Namun, saat ia bersiap, Hyunwoo berhenti. Ia menatap jas yang tergantung di lemari. Ia tidak merasakan dorongan itu. Ia tidak ingin menghabiskan malam dengan tawa palsu dan perhatian dangkal. Ia hanya memikirkan Haein, sendirian di kamar utama, mempertahankan rahasia yang jelas-jelas menguras tenaganya.
Ia meraih ponselnya. Batalkan janji hari ini. Saya memiliki urusan mendesak di kantor pusat. Ia mengirimkan pesan singkat kepada asistennya.
Hyunwoo memutuskan untuk menghabiskan malam itu di rumah.

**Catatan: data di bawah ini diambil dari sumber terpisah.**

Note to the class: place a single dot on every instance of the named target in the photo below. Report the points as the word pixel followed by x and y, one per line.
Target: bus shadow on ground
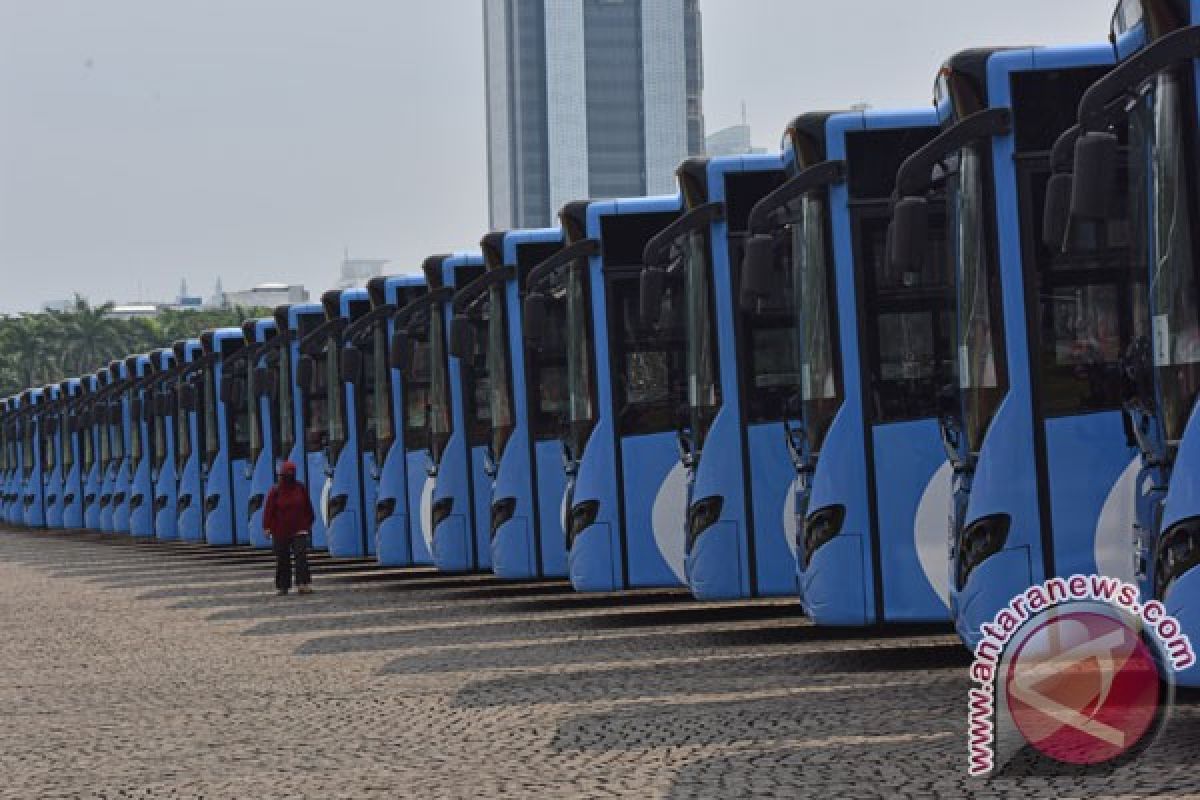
pixel 849 709
pixel 749 672
pixel 479 630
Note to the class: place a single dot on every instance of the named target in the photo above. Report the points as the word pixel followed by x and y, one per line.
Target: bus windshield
pixel 546 372
pixel 982 367
pixel 703 383
pixel 580 359
pixel 283 400
pixel 49 444
pixel 335 397
pixel 910 322
pixel 211 437
pixel 499 370
pixel 183 431
pixel 441 411
pixel 253 411
pixel 819 352
pixel 136 449
pixel 160 426
pixel 379 385
pixel 1174 312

Ia memilih untuk bekerja di perpustakaan di sayap barat. Ia membaca laporan, tetapi pikirannya terus menyimpang. Ia membayangkan Haein di kamar utama. Apakah dia makan? Apakah dia minum teh yang tepat?
Ia ingat betapa dinginnya Haein saat ia menolak perhatiannya. Anda hanya perlu tahu bahwa saya tidak sakit. Saya.. saya hanya lelah. Sangat lelah.
Hyunwoo menyadari, kekejaman Haein adalah bentuk perlindungan. Jika dia lemah, dia akan ditinggalkan—seperti yang dilakukan keluarganya sendiri terhadapnya. Ia telah menyaksikan hal itu di panti asuhan—kehangatan yang tersembunyi.
Malam itu, Hyunwoo tidak pergi ke bar. Ia bahkan tidak membalas pesan dari model yang bertanya tentang pembatalannya. Ia duduk sendirian, merenungkan pernikahannya.
Ia tidak tahu persis mengapa, tetapi dorongan untuk menjaga jarak dari Haein telah digantikan oleh keinginan untuk melindunginya. Ia mulai menghilangkan kebiasaannya sebagai playboy, bukan karena Haein memintanya, tetapi karena ia tiba-tiba merasa muak dengan kehidupan lama yang dangkal.
Ini adalah pertama kalinya ia melepaskan kendali dan keangkuhan demi seseorang—bahkan jika Haein sendiri tidak menyadarinya. Ia hanya bisa menunggu, memperhatikan, dan berharap Haein akan menurunkan pertahanannya.
###
Setelah insiden di ruang tamu, Hong Haein menghabiskan sisa malam itu dalam keadaan syok emosional. Ia telah menangis dan muntah di depan Baek Hyunwoo. Ia telah menunjukkan kelemahannya. Sekarang, ia hanya menunggu. Menunggu serangan Hyunwoo, menunggu penghinaan, menunggu permintaan cerai, atau ancaman bisnis.
Namun, yang terjadi justru sebaliknya: Keheningan yang Aneh.
Keesokan paginya, Hyunwoo tidak muncul di ruang makan, tetapi dia juga tidak mengirim pesan sinis. Ia hanya mengirimkan pesan bisnis formal melalui Sekretarisnya tentang perubahan jadwal rapat dewan.
Haein tahu Hyunwoo seharusnya menghadiri pesta penting dan bertemu dengan teman-teman lamanya pada hari itu. Ia sering mendengar bisikan tentang kebiasaan Hyunwoo di bar pribadi itu. Haein berasumsi ia hanya sibuk dengan "urusan playboy"-nya.
Namun, Tuan Park melaporkan bahwa Tuan Baek menghabiskan sepanjang sore dan malam di perpustakaan sayap barat, bekerja.
Bekerja? Sepanjang hari? Itu sangat tidak biasa.
Minggu itu, keanehan terus berlanjut. Hyunwoo tidak terlambat pulang. Tidak ada panggilan telepon larut malam yang harus dijawab oleh Sekretarisnya. Tidak ada foto gosip dirinya di majalah hiburan. Pria yang seharusnya menjadi benalu dalam hidupnya, tiba-tiba menjadi suami yang sangat tertutup dan, ironisnya, profesional.